Groups of guinea pigs (n=3) were immunized i.n. with rCPAF/CpG or live CT-D as described above and euthanized one day prior to challenge to collect spleens aseptically for antigen-specific splenocyte stimulation assay. Single splenocyte cell suspensions were prepared (1×106 cells/well in 100µl DMEM plus 10% FBS) and stimulated with 0.5µg rCPAF, UV-inactivated CT-D (1×105 IFUs) or left unstimulated with media alone in a 96 well microtiter plate for 24 hrs. Following stimulation, cells were collected to assess IFN-γ gene expression. Messenger RNA was isolated from stimulated splenocytes as per manufacturer’s instructions (RNeasy mini kit, Qiagen) and quantified using a Nanodrop spectrophotometer (Thermo Scientific NanoDropTM 1000). RNA (0.5µg) was used to generate cDNA using the Verso cDNA Synthesis (Thermo Scientific). The guinea pig IFN-γ (Forward 5’-CCATCAAGGAACAAATTATTAC and Reverse 5’-TGACCGAAATTTGAATCAG), TNF-α (Forward 5’- GGAAGAGCAGTTCTCCAG and Reverse 5’-GCTTGTCATTATCGTTTTGAG), and GAPDH (Forward 5’-CTCGTCATCAATGGAAAG, Reverse 5’- GTGGATTCCACTACATAC) gene specific primers were used to amplify gene transcripts from the synthesized cDNA. qRT-PCR was conducted under a previously optimized condition using the CFX96 Touch™ Real-Time PCR Detection System (Bio-rad)[28] and IFN-γ and TNF-α mRNA levels were normalized to GAPDH mRNA and expressed as relative level to medium mock-stimulated samples using the comparative cycle threshold method[65]. Supernatants from each condition were collected and stored at −80°C until further use. Guinea pig IFN-γ was assessed by a quantitative competitive immunoassay (NeoScientific) according to manufacturers’ instructions. In brief, 100ul of experimental supernatants or standards were co-incubated in wells with an IFN-γ conjugate. Binding of IFN-γ HRP was visualized by production of colorimetric reaction products that were quantitatively measured by absorbance using a µQuant ELISA plate reader (BioTek Instruments, Winooski, VT).

Genital tract pathology

Guinea pigs were euthanized and genital tract tissues were collected in 10% formalin, embedded in paraffin, sectioned, and stained with hematoxylin and eosin (H&E). Histopathology imaging and pathological scoring were performed using a Carl Zeiss microscope as described previously[28]. Pathology scores for each group was represented as mean and SD of each guinea pig in the respective group.
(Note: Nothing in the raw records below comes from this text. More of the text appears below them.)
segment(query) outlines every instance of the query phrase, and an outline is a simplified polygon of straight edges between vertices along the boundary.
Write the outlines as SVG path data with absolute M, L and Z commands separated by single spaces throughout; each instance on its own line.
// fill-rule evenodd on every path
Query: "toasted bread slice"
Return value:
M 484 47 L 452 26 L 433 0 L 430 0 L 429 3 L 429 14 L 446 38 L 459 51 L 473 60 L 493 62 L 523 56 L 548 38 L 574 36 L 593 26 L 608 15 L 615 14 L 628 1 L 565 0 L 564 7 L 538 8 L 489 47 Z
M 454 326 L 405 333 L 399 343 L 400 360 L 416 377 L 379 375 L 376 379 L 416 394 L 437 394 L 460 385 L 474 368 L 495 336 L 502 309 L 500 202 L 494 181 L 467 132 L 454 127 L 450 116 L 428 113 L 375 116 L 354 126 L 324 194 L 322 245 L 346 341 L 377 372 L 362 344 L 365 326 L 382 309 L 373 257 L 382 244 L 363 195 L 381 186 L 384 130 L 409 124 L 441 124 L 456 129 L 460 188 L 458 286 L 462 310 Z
Animals and Statistical analyses

For experiments, female guinea pigs were age- matched and numbers/ group was selected based on previous findings[11, 28]. All result datasets from experiments were included for analyses and were not excluded from the study. No randomization or blinding was done. GraphPad Prism 5 (La Jolla, CA) was used to perform all statistical tests. P < 0.05 was considered statistically significant. One way ANOVA or Kruskal-Wallis test with Dunns post hoc test was used for determining the protective efficacy of rCPAF-vaccination compared to other treatment groups. Appropriate statistical tests are indicated in legends of respective figures. All data are representative of two independent experiments and each experiment was analyzed independently.